Why high performance organizations will thrive on uncertainty and lack of control


I recently gave a presentation at an offsite meeting of the leadership team of a global professional services firm. I was asked to speak about the future of business, and to be provocative, which is usually my objective in that kind of situation – it’s not very valuable if you can’t get people to think differently.

I discussed the driving forces of global business, and then gave them three ‘propositions’ of how I saw the future of business. One of the three propositions, which was really the underlying theme of my presentation, was ‘High performance organizations will thrive on uncertainty and lack of control.’

When you look at what has really changed in the best performing organizations of today compared to say those of a couple of decades ago, this is at the heart of the matter. Executives used to be in control, know what was happening, and to direct the company’s activities in detail to achieve success. That doesn’t work any more.

As I told the audience, we all know CEOs who like being fully in control of the situation. Unless they can quickly change who they are, they are not well suited to the world of today and tomorrow, and will almost inevitably fail. Their successors will be completely comfortable with uncertainty, lack of control, and guiding a path to success from that base.

There are many ways in which this shift to uncertainty and lack of control has been manifested in recent years. Unquestionably one of the most prominent has been the rise of social media, which gives unparalleled power to the voice to consumers and staff, and puts many key issues outside the sphere of complete control. Of course they can always be influenced, guided, and shaped, however only if you acknowledge the lack of control and go with it, rather than trying to jam the genie back into the bottle.
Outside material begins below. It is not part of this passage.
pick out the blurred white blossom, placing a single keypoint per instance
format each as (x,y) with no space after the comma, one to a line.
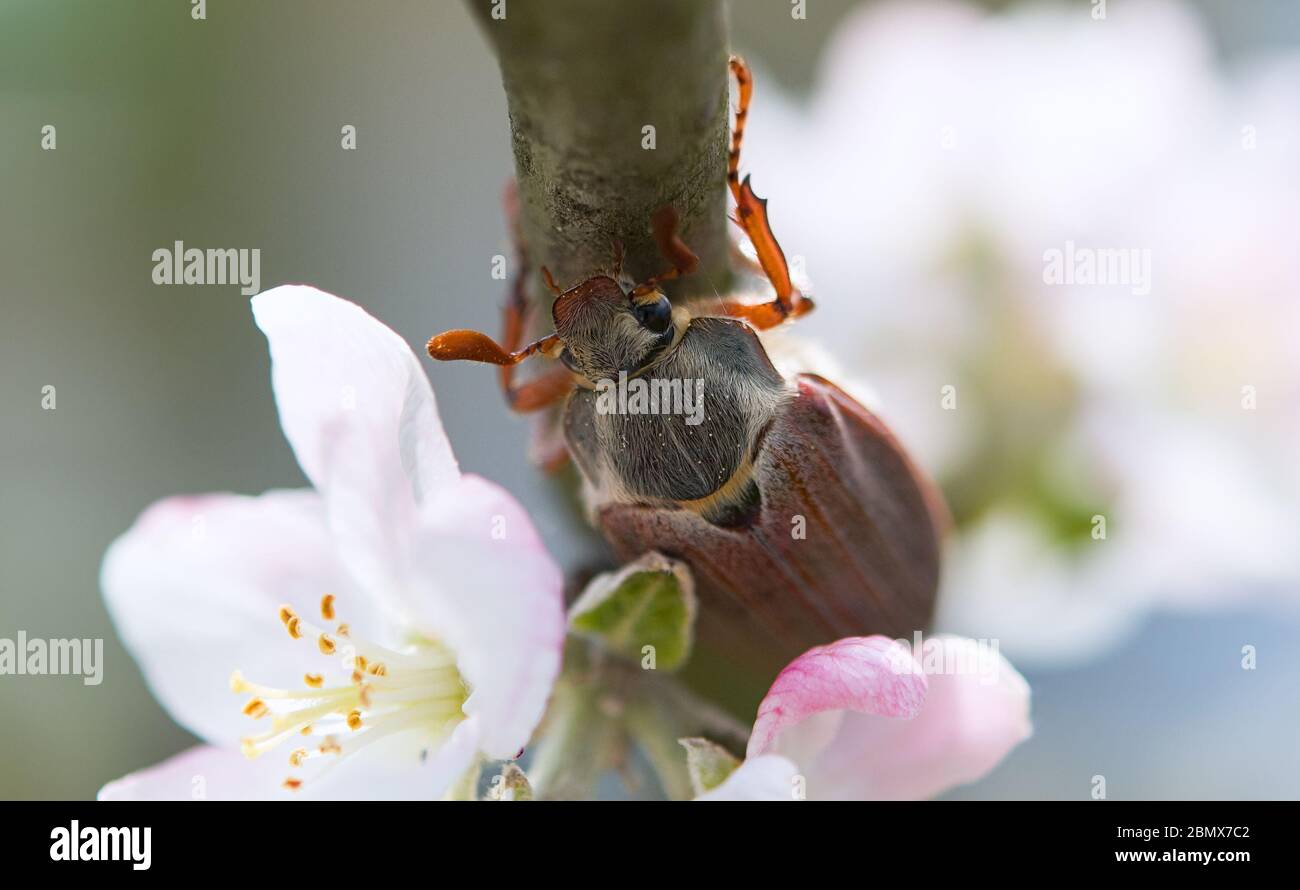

However there are many other aspects to this lack of control. The vicissitudes of global economies have always impacted businesses, yet their unpredictability has been underlined in recent years. One of the prime drivers in the economy today is shared value creation, notably across extended value chains and in distributed innovation. Massive uncertainties around intellectual property, value allocation, and competitive boundaries emerge from this, yet taking the option of steering clear of these issues means forgoing the greatest potential for value creation.

In the discussion time after my presentation, one executive said ‘This means we’re stuffed!’, given the firm and its partners’ intense desire for certainty and control, and their unwillingness to let go even where it is evident they need to let go. However the first step on that path is the recognition that change is required. From there, leaders and staff can undertake to shift their attitudes and behaviors, and those who are better suited to a world of uncertainty can take the relay from those who are not.

I wrote a little while ago about Why scenario thinking (more than scenario planning) is critical for executives today. There are many ways to help executives and organizations shift how they think and work, to embrace uncertainty and understand how they can best shape their future. In many cases one of the best approaches is to use scenario planning, partly to help understand the uncertainties in the future industry landscape and to build robust strategies, but often more to assist executives to change their responses to uncertainty and lack of control.

It is possible that some medium performance organizations will still be founded on the desire for certainty and control. However I don’t doubt that the truly high performance organizations of the future will thrive on uncertainty and lack of control.